Ian Buruma: "Ihr gelobtes Land"

Nazideutschland hassen - aber nicht die Deutschen

Der niederländisch-britische Journalist, Autor und Dozent Ian Buruma
Der niederländisch-britische Journalist, Autor und Dozent Ian Buruma © Imago/ ZUMA Press
Moderation: Dieter Kassel · 22.03.2017
Der Journalist und Autor Ian Buruma hat ein Buch über seine Großeltern geschrieben, die als Kinder deutsch-jüdischer Eltern in England aufwuchsen. Buruma erzählt, wie es ihnen gelang, Nazideutschland abzulehnen, ohne ihre europäische Identität zu verleugnen.
Was ist eine nationale Identität, wie nimmt man sie als Individuum an?

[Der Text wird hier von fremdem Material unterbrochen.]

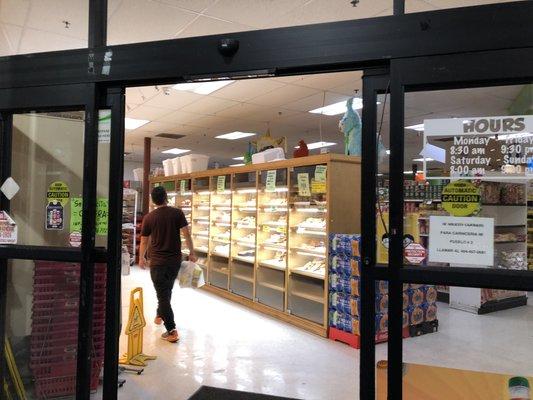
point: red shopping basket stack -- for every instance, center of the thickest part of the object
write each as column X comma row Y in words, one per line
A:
column 54, row 336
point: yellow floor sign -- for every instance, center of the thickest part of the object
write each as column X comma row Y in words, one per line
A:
column 134, row 331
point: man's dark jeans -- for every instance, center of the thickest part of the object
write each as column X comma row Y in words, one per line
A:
column 163, row 278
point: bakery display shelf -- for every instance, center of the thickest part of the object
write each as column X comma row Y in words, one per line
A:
column 272, row 286
column 308, row 296
column 310, row 274
column 272, row 265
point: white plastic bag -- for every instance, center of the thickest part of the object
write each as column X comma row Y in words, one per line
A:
column 190, row 275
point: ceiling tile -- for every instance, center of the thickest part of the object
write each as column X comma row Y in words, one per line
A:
column 151, row 21
column 14, row 11
column 283, row 95
column 51, row 15
column 9, row 39
column 315, row 101
column 209, row 105
column 35, row 41
column 317, row 11
column 245, row 90
column 147, row 112
column 255, row 112
column 204, row 25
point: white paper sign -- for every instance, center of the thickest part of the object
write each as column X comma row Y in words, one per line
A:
column 461, row 240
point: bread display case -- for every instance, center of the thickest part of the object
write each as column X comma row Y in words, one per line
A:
column 260, row 231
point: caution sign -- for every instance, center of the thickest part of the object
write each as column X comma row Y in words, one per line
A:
column 58, row 192
column 415, row 253
column 461, row 199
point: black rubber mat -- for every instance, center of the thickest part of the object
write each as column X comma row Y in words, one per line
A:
column 211, row 393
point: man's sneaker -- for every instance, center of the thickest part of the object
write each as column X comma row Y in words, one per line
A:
column 171, row 336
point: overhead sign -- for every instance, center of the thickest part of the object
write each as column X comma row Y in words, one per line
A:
column 461, row 198
column 488, row 146
column 461, row 240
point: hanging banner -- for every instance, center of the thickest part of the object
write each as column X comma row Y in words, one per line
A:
column 303, row 185
column 461, row 198
column 463, row 240
column 270, row 185
column 320, row 173
column 8, row 229
column 221, row 183
column 104, row 126
column 58, row 192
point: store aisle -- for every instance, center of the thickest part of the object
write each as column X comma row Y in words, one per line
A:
column 225, row 345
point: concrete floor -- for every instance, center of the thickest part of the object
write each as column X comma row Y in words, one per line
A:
column 226, row 345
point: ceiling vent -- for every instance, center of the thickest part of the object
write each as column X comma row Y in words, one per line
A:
column 169, row 135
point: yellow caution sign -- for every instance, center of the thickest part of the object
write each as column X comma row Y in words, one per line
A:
column 134, row 331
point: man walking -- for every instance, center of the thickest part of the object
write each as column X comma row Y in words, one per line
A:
column 163, row 226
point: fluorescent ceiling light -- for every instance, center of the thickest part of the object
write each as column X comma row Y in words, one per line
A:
column 417, row 127
column 318, row 145
column 338, row 108
column 202, row 87
column 132, row 123
column 175, row 150
column 235, row 135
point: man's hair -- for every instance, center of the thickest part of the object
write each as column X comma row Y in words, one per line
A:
column 159, row 195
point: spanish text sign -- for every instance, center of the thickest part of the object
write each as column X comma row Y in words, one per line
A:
column 461, row 240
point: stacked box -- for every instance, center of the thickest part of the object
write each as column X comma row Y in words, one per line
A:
column 344, row 286
column 54, row 338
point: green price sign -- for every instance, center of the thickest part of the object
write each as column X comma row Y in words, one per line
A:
column 221, row 183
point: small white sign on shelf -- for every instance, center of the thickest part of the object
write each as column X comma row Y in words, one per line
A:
column 461, row 240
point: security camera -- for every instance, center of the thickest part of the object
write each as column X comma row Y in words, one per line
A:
column 228, row 47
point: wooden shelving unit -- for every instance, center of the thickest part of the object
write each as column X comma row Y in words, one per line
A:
column 263, row 239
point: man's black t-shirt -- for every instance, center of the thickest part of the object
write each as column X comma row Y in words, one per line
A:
column 163, row 226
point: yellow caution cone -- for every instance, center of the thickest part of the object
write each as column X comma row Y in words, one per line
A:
column 134, row 331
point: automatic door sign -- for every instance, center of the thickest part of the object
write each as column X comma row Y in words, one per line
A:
column 415, row 253
column 461, row 199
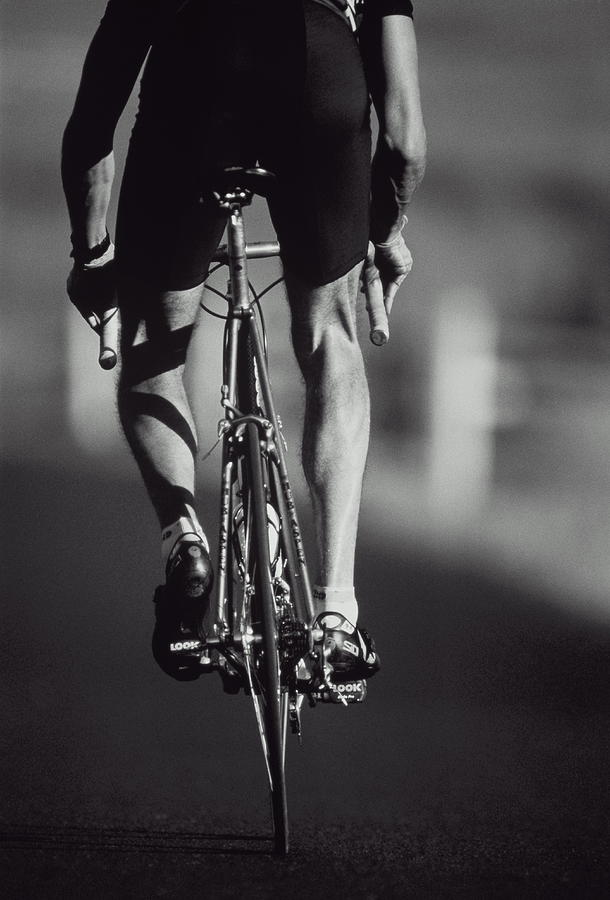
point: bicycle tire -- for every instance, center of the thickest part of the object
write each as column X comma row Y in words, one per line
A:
column 265, row 612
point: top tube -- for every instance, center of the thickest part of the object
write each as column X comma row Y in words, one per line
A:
column 256, row 250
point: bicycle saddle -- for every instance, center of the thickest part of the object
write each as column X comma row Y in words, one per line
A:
column 233, row 178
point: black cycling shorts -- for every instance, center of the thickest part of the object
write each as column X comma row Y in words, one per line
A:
column 277, row 82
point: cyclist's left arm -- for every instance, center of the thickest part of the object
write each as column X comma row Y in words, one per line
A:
column 111, row 67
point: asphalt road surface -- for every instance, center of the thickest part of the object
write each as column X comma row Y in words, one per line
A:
column 477, row 766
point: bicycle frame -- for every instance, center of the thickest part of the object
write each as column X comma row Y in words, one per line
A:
column 242, row 316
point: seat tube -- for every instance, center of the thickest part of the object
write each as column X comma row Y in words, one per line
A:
column 236, row 247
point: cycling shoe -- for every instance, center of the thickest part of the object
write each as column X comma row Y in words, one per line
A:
column 348, row 649
column 180, row 606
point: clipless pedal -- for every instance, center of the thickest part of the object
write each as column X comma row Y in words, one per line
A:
column 344, row 692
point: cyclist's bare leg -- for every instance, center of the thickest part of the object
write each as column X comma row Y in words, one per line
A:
column 153, row 405
column 336, row 428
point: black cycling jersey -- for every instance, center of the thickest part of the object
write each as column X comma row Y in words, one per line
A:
column 287, row 90
column 124, row 37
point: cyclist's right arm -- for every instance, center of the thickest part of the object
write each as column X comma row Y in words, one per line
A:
column 390, row 54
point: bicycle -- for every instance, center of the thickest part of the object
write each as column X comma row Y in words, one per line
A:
column 260, row 639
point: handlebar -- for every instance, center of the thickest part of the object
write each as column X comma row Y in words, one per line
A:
column 378, row 319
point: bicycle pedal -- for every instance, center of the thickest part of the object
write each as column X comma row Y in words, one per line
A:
column 345, row 692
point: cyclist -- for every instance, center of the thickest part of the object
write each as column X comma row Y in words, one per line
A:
column 284, row 83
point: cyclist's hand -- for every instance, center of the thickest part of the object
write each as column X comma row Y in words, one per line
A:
column 390, row 263
column 92, row 288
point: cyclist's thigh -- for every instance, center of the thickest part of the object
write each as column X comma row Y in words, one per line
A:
column 323, row 314
column 321, row 208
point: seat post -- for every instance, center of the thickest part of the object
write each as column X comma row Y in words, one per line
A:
column 236, row 252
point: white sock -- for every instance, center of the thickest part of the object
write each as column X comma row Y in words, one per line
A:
column 186, row 528
column 336, row 599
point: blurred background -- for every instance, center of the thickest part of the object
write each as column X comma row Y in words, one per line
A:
column 486, row 513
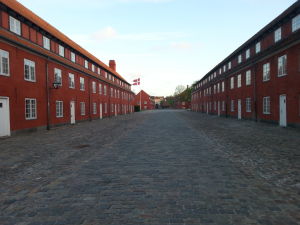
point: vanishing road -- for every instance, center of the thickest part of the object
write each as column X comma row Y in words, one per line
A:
column 157, row 167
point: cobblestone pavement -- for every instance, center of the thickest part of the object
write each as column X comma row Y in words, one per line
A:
column 156, row 167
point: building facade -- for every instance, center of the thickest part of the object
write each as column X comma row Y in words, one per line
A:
column 48, row 80
column 261, row 79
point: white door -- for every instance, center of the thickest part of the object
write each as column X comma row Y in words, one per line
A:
column 72, row 112
column 101, row 116
column 282, row 110
column 239, row 109
column 4, row 117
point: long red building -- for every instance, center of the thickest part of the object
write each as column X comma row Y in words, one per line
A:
column 46, row 79
column 261, row 79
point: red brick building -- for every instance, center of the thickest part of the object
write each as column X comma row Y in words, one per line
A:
column 144, row 100
column 48, row 80
column 261, row 79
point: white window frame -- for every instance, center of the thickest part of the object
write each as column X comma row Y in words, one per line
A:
column 59, row 109
column 14, row 25
column 29, row 70
column 4, row 63
column 31, row 114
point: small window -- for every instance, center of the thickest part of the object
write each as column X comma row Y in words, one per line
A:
column 266, row 72
column 82, row 87
column 46, row 43
column 296, row 23
column 61, row 50
column 266, row 105
column 282, row 66
column 57, row 76
column 4, row 63
column 14, row 25
column 73, row 57
column 29, row 70
column 277, row 35
column 30, row 109
column 71, row 81
column 59, row 109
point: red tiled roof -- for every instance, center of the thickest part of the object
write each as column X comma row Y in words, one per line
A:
column 28, row 14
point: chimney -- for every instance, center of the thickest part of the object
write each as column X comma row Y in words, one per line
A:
column 112, row 64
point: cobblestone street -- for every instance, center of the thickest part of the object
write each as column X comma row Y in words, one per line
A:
column 157, row 167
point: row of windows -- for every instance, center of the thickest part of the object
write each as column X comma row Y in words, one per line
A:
column 277, row 37
column 15, row 27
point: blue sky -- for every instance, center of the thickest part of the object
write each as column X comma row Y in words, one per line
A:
column 164, row 42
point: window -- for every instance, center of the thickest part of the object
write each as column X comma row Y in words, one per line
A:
column 71, row 80
column 239, row 58
column 296, row 23
column 277, row 35
column 61, row 50
column 94, row 89
column 231, row 82
column 14, row 25
column 46, row 43
column 82, row 87
column 247, row 53
column 232, row 106
column 57, row 76
column 257, row 47
column 59, row 109
column 248, row 104
column 73, row 58
column 282, row 66
column 94, row 108
column 266, row 72
column 266, row 105
column 248, row 77
column 82, row 108
column 29, row 70
column 4, row 63
column 30, row 109
column 239, row 84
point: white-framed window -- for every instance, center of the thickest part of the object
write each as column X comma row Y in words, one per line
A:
column 61, row 50
column 239, row 80
column 231, row 82
column 257, row 47
column 100, row 89
column 82, row 86
column 46, row 43
column 266, row 105
column 59, row 109
column 266, row 72
column 282, row 66
column 71, row 80
column 14, row 25
column 94, row 108
column 248, row 104
column 277, row 34
column 57, row 76
column 82, row 108
column 73, row 57
column 232, row 106
column 4, row 63
column 240, row 58
column 29, row 70
column 296, row 23
column 94, row 88
column 30, row 109
column 248, row 53
column 248, row 77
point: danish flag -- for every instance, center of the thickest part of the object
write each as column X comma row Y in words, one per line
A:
column 136, row 82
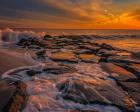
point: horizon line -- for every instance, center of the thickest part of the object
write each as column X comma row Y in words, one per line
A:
column 67, row 28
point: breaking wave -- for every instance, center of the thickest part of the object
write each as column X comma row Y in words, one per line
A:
column 9, row 35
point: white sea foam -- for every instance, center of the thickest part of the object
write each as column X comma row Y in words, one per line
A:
column 9, row 35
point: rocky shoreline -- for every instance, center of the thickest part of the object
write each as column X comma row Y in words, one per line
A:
column 116, row 83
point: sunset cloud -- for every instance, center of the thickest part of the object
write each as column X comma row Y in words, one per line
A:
column 69, row 13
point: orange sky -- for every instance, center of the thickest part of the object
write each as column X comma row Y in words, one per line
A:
column 71, row 14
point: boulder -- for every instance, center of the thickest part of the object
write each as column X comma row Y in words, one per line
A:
column 59, row 69
column 117, row 72
column 13, row 96
column 123, row 59
column 92, row 91
column 91, row 58
column 64, row 56
column 133, row 89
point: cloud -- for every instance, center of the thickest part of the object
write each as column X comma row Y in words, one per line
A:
column 65, row 13
column 135, row 14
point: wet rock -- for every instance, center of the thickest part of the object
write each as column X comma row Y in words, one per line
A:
column 41, row 54
column 131, row 86
column 136, row 97
column 133, row 89
column 117, row 72
column 92, row 91
column 47, row 37
column 123, row 59
column 13, row 96
column 32, row 72
column 108, row 47
column 91, row 58
column 136, row 55
column 106, row 53
column 64, row 56
column 59, row 69
column 93, row 48
column 134, row 68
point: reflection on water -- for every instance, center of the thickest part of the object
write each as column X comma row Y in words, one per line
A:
column 127, row 44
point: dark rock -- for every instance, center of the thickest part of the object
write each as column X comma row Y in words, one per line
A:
column 87, row 91
column 91, row 58
column 41, row 54
column 131, row 86
column 47, row 36
column 64, row 56
column 32, row 72
column 93, row 48
column 123, row 59
column 108, row 47
column 59, row 69
column 121, row 74
column 13, row 96
column 136, row 55
column 106, row 53
column 133, row 89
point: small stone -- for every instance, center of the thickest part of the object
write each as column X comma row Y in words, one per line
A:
column 89, row 58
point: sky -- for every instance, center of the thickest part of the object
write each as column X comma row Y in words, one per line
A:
column 70, row 14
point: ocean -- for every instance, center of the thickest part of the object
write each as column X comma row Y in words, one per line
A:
column 124, row 39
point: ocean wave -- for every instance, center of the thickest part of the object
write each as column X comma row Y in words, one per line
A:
column 9, row 35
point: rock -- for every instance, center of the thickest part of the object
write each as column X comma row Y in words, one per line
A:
column 106, row 53
column 91, row 58
column 47, row 37
column 131, row 86
column 136, row 55
column 117, row 72
column 64, row 56
column 13, row 96
column 32, row 72
column 123, row 59
column 93, row 48
column 136, row 97
column 92, row 91
column 134, row 68
column 133, row 89
column 41, row 53
column 59, row 69
column 106, row 46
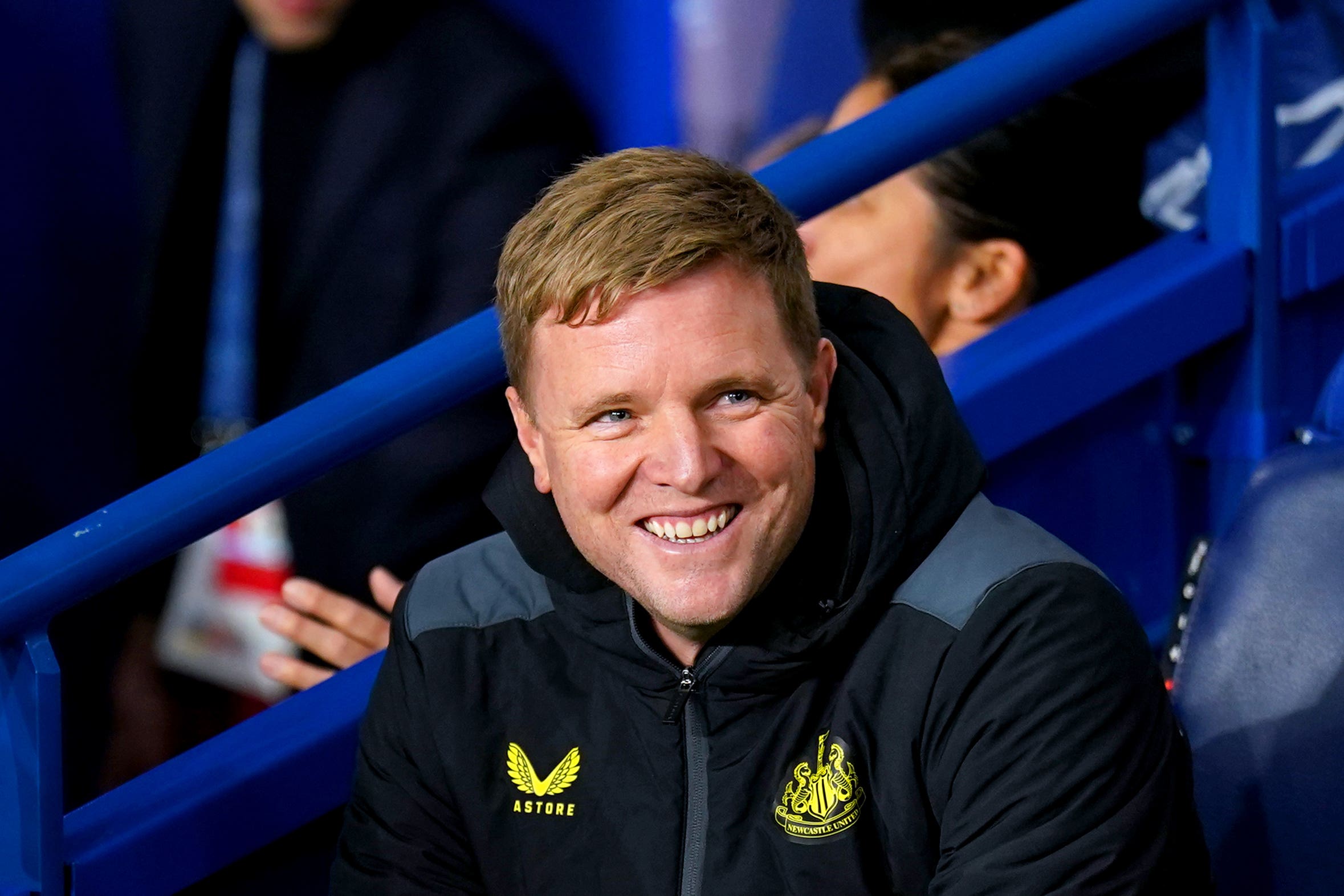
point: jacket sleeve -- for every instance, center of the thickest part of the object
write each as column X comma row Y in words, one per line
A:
column 1054, row 762
column 404, row 833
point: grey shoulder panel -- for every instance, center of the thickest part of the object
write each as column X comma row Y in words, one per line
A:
column 985, row 546
column 482, row 585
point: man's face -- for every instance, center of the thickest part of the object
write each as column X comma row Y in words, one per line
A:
column 294, row 26
column 679, row 438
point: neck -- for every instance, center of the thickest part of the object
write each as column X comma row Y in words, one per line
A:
column 683, row 645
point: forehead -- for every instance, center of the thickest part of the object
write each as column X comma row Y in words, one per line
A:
column 715, row 321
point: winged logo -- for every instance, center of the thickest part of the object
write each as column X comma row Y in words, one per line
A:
column 524, row 777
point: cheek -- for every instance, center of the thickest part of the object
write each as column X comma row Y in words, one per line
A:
column 592, row 477
column 773, row 450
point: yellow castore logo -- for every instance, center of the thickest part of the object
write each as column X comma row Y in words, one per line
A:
column 524, row 777
column 821, row 801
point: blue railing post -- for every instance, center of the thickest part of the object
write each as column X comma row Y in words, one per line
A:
column 1241, row 210
column 31, row 820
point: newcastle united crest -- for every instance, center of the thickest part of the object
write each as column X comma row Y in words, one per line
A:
column 821, row 801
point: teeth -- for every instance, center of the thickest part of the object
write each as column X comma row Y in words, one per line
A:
column 694, row 531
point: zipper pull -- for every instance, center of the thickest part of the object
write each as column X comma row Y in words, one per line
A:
column 683, row 694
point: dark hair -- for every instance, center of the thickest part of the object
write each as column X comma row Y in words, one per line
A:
column 1060, row 179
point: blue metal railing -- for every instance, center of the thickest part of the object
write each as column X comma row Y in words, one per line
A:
column 158, row 816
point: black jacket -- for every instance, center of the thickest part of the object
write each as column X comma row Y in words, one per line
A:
column 933, row 697
column 393, row 163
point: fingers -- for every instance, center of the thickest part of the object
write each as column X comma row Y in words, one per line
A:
column 296, row 673
column 385, row 588
column 346, row 616
column 329, row 644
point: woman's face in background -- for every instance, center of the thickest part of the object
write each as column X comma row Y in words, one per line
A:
column 887, row 238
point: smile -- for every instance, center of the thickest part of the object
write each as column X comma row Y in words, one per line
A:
column 693, row 530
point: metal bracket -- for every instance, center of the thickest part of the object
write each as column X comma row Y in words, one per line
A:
column 31, row 811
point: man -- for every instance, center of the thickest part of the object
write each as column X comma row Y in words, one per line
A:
column 750, row 626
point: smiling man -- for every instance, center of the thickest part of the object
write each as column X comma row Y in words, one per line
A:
column 752, row 628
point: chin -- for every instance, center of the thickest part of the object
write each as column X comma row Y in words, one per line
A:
column 683, row 608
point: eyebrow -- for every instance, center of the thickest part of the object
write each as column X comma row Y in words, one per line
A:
column 589, row 410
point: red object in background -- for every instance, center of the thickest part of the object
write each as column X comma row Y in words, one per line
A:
column 235, row 575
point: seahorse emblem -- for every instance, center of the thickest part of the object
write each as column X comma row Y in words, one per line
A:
column 823, row 800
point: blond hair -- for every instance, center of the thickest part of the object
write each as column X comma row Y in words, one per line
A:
column 636, row 219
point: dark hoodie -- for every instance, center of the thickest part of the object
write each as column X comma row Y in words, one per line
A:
column 932, row 697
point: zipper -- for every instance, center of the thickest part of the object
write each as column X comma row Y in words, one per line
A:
column 683, row 694
column 697, row 818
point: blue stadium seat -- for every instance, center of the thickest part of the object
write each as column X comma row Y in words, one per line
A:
column 1261, row 682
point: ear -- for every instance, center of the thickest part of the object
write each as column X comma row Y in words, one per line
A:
column 819, row 390
column 988, row 283
column 530, row 438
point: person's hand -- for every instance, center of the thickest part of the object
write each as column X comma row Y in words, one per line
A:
column 329, row 625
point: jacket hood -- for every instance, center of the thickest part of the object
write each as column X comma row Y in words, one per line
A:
column 898, row 469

Mit diesen Fragen beschäftigt sich der niederländisch-britische Journalist, Autor und Dozent Ian Buruma in seinem neuesten Buch auf sehr persönliche und familiäre Art und Weise.
In "Gelobtes Land" erzählt er die Geschichte seiner Großeltern, Winifred und Bernhard Schlesinger, die beide als Kinder deutsch-jüdischer Eltern in England aufwuchsen und sich erfolgreich bemühten, britischer zu sein als die meisten Briten.
Zugleich hatten sie aber auch eine europäische Identität - und liebten Wagner. Die Nazi-Gräuel hielten sie nicht davon ab, nach dem Zweiten Weltkrieg nach Bayreuth zu fahren.
Seine Großeltern hätten Anfang der 1940er Jahre Nazideutschland sicherlich als Land gehasst, sagte Buruma im Deutschlandradio Kultur - aber diesen Hass niemals "auf die persönliche Ebene ausgedehnt". Weihnachten 1945 luden sie zwei deutsche Kriegsgefangene aus einem Lager ein, mit ihnen zu feiern. Seine Großeltern hätten sich auf ihrem Weg zu überzeugten Europäern nicht vom Zweiten Weltkrieg abbringen lassen, so der Autor.
Buruma selbst wurde 1951 in Den Haag als Sohn eines niederländischen Vaters und einer britischen Mutter geboren. Er ist in Holland aufgewachsen, lebt zur Zeit in New York und hat viel Zeit in Ost-Asien verbracht, vor allem in Japan. Er hat jede Menge Bücher geschrieben: Als Autor hat er sich vor allem mit Asien, dem Zweiten Weltkrieg und den Niederlande beschäftigt. (ahe)


Das Gespräch im Wortlaut:

Dieter Kassel: Ian Buruma wurde 1951 in Den Haag geboren in den Niederlanden als Sohn eines holländischen Vaters und einer britischen Mutter, ist dort aufgewachsen, hat dann lange in Japan gelebt und lebt jetzt in New York. Er unterrichtet dort an einer Hochschule, und er hat Bücher geschrieben über ganz unterschiedliche Themen, über Ostasien, über das Weiterleben nach dem Ende des Zweiten Weltkriegs, zuletzt auch ein relativ spektakuläres Buch über die Ablehnung und den Hass gegenüber westlicher Lebensweise und westlichen Gesellschaften, wie er in weiten Teilen der Welt inzwischen existiert.
Das neueste Buch von Ian Buruma, das aber beschäftigt sich mit einem anderen Thema. Er beschreibt da nämlich das Leben seiner Großeltern, einer Frau und einem Mann, die beide Väter hatten, jüdische Väter, die aus Deutschland kamen, die aber in Großbritannien geboren und aufgewachsen sind. Und Ian Buruma beschreibt, wie er selber als kleiner Junge in den 50er- und 60er-Jahren immer ins ländliche England fuhr, um dort mit diesen Großeltern Weihnachten zu feiern, und ich hab ihn deshalb als Erstes gefragt, ob ihm diese beiden damals so als die archetypischen Briten vorgekommen seien.
Ian Buruma: Nun, es erschien mir natürlich damals so, als seien sie ganz typisch Englisch. Und hätte ich sie noch in den 1910er-Jahren oder 1920er-Jahren vielleicht sehen können oder hätte man sie damals gesehen, wären sie einem vielleicht typisch deutsch vorgekommen in der Art und Weise, wie sie Weihnachten feiern. Aber auf mich wirkte das sehr britisch.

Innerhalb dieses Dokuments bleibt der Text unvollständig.